とある星の大学生の話 その5
教育機械が、本格的に大学生オーサキくんの脳領域開発に乗り出してから数週間……
「郷、プロフェッサー、お疲れ様。どうだ、オーサキくんの教育計画進捗具合は?」
「わが主、これは久々の掘り出し物かと。私自身の判断としては、教育終了後に、こんな低レベルの未開惑星に彼を戻すのは大反対と言う他ありません。知識欲の塊で、我が主よりも、その点では上回るものがあります」
プロフェッサーはオーサキくんの教育に並々ならぬ関心を抱いているようで。
「俺も、それに賛成です。

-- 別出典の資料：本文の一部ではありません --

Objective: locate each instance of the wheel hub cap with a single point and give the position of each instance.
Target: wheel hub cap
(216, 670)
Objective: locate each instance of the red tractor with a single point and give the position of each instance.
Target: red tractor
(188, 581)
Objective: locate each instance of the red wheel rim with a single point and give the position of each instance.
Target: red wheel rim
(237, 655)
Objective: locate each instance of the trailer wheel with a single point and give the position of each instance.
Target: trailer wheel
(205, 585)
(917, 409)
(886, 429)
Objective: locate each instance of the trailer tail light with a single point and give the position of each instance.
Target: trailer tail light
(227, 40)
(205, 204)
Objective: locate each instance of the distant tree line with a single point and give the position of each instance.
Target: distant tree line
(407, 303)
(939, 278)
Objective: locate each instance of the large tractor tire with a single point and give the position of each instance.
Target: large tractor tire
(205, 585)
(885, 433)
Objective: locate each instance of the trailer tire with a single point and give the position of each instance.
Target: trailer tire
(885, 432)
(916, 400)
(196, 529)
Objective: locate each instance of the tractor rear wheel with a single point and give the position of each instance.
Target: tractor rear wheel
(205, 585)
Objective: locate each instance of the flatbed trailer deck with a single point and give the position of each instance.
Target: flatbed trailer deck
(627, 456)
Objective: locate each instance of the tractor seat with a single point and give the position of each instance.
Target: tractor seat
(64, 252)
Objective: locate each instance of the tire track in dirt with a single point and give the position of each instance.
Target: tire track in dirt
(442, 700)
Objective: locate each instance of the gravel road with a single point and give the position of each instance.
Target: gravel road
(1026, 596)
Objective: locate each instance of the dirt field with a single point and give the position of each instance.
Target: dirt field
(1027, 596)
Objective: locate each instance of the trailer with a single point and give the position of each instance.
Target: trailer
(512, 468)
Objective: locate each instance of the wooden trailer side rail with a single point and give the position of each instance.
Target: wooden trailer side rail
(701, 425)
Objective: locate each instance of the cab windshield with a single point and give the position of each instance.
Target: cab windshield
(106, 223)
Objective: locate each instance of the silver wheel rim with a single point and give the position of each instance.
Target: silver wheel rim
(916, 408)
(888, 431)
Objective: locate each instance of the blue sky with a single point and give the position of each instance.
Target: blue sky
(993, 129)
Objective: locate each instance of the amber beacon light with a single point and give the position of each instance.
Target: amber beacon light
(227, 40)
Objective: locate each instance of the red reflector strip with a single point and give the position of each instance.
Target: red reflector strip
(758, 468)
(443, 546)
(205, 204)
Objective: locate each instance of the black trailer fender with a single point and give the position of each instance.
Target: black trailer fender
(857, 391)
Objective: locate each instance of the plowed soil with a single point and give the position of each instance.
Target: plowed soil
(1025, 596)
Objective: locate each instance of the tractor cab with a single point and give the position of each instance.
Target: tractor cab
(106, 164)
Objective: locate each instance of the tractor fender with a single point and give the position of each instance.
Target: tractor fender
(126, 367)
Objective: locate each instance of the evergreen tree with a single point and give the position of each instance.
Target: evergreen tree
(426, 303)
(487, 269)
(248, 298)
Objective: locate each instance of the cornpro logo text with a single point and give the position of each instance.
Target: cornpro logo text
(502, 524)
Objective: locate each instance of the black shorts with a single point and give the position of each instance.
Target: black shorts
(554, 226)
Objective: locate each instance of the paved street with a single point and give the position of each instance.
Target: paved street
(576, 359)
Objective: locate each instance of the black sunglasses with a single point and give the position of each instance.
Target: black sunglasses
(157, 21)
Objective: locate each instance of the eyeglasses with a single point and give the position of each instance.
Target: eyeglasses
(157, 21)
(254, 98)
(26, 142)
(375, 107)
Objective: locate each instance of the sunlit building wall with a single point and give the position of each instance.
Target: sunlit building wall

今現在の段階でも、オーサキくんの脳領域は3割ほどが開発済みです。凄いですよ、彼の超天才ぶりは。今の段階でも、宇宙学に化学、地質学に歴史、工学系だけじゃなく文系、果ては冶金やデザイン方面にまで及んでいます。これ、以前の師匠並みの90%近くまで行く予定ですが、そこまで行ったら知識と知恵の怪物が誕生しそうな予感がするんですけどね」
郷は、少し不安げな様子。
全方位が得意分野という万能天才を、この低レベルの科学技術しか持たない星に戻した場合、どんなことが巻き起こるか予測がつかないと言い、
「だから、俺もオーサキくんを生まれ故郷の星に戻すのは反対します」
楠見は、2人の意見は参考にすると言いながらも、基本的には彼、オーサキくんを星に戻す予定のようだ。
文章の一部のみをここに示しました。